Fui criado ouvindo dos mais velhos a exclamação “é o fim do mundo!” para expressar o espanto diante de tragédias como as bombas atômicas sobre Hiroshima e Nagasaki e, depois, quando surgia qualquer ousadia no plano dos costumes como as modas Saint-Tropez exibindo o umbigo da mulher, a minissaia, mostrando as coxas, e o casamento gay. Pura força de expressão. Hoje, o fim do mundo, no sentido quase literal, está diariamente no noticiário.
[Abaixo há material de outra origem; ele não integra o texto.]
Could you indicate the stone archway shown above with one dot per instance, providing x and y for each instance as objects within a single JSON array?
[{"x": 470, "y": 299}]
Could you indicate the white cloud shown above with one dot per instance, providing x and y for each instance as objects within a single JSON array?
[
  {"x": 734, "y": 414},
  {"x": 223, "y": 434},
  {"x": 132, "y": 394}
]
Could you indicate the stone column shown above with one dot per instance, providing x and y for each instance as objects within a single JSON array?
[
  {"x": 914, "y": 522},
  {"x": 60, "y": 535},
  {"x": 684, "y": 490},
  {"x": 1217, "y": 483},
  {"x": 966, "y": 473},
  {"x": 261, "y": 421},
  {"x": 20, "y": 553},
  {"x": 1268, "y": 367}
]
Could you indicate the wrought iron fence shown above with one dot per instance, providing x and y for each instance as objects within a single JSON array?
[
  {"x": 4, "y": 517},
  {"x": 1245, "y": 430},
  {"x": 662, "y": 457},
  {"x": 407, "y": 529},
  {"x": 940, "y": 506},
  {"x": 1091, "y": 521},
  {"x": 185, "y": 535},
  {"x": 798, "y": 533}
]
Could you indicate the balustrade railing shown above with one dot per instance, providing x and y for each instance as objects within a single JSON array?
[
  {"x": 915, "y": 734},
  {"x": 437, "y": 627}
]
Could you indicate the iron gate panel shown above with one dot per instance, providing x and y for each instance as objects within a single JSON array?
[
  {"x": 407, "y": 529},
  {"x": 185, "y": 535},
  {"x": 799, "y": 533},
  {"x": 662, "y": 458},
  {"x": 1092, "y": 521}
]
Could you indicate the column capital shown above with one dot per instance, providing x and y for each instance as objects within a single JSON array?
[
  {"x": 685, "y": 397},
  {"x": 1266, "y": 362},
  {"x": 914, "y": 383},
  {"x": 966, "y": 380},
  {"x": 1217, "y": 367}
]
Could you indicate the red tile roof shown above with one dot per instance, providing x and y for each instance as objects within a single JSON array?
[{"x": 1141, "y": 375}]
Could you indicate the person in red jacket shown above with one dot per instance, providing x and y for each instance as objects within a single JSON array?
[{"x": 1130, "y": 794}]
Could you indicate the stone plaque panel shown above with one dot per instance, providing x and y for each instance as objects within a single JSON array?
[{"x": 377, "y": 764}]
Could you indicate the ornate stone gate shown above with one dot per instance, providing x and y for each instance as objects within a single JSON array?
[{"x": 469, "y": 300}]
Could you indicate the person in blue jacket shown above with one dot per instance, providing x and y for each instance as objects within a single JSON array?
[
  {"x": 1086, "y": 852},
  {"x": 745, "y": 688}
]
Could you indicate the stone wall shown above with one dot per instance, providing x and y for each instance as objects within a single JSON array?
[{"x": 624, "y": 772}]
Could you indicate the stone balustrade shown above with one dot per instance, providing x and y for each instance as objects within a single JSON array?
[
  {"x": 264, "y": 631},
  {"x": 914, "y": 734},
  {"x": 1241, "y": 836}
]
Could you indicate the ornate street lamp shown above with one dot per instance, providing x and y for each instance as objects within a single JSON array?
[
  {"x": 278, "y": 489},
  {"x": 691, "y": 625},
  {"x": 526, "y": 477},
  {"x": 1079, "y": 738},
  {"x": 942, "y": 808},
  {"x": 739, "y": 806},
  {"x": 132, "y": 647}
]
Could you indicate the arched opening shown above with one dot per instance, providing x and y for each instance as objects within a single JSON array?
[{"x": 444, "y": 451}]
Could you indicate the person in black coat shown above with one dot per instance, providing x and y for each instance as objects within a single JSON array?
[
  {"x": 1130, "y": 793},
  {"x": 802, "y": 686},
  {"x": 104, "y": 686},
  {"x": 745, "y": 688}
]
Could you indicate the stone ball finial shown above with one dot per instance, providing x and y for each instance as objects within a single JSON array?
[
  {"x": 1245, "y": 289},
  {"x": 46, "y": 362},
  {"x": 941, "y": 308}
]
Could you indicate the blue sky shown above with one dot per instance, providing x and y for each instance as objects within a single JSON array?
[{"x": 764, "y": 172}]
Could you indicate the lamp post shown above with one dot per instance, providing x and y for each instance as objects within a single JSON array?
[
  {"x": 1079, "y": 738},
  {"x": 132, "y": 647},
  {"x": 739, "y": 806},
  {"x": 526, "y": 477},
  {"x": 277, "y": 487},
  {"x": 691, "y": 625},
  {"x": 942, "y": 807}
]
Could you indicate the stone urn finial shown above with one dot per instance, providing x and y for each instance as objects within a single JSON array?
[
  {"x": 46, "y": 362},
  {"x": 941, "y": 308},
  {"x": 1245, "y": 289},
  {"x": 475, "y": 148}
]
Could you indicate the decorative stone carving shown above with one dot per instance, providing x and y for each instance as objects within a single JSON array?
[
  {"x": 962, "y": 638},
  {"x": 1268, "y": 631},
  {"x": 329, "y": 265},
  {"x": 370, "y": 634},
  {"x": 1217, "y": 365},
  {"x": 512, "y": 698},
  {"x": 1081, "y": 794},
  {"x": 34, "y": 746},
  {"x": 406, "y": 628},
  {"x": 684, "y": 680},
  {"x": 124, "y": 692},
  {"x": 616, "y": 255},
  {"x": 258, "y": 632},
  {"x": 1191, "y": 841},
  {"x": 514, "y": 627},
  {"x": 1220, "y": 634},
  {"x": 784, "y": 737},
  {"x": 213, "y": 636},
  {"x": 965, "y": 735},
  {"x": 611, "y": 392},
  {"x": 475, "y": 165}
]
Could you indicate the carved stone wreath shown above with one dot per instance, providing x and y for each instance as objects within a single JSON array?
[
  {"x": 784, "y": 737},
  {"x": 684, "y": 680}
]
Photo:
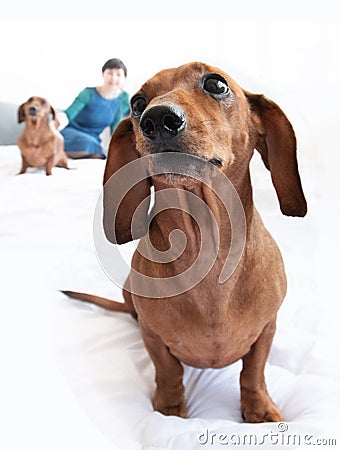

Quando não são as cenas de decapitação e outras formas bárbaras de tortura, são milhares, quase meio milhão, de migrantes fugindo do terror e da miséria, comparados pelo Papa Francisco à fuga da Sagrada Família: “José, Maria e Jesus experimentaram a situação dramática dos refugiados, uma impressão de medo, de incerteza e de privações”. São também a atualização do êxodo bíblico do Velho Testamento, com a diferença de que, agora, o mar não se abre para os fugitivos passarem: os que escapam dos naufrágios não têm Moisés nem Terra Prometida, só barreiras, muros, cercas de arame farpado.

A ideia de Hawking de levar os humanos a colonizar outro planeta oferece um perigo, o de os colonizadores carregarem consigo para a nova sucursal os vícios e pragas com que contaminaram a matriz.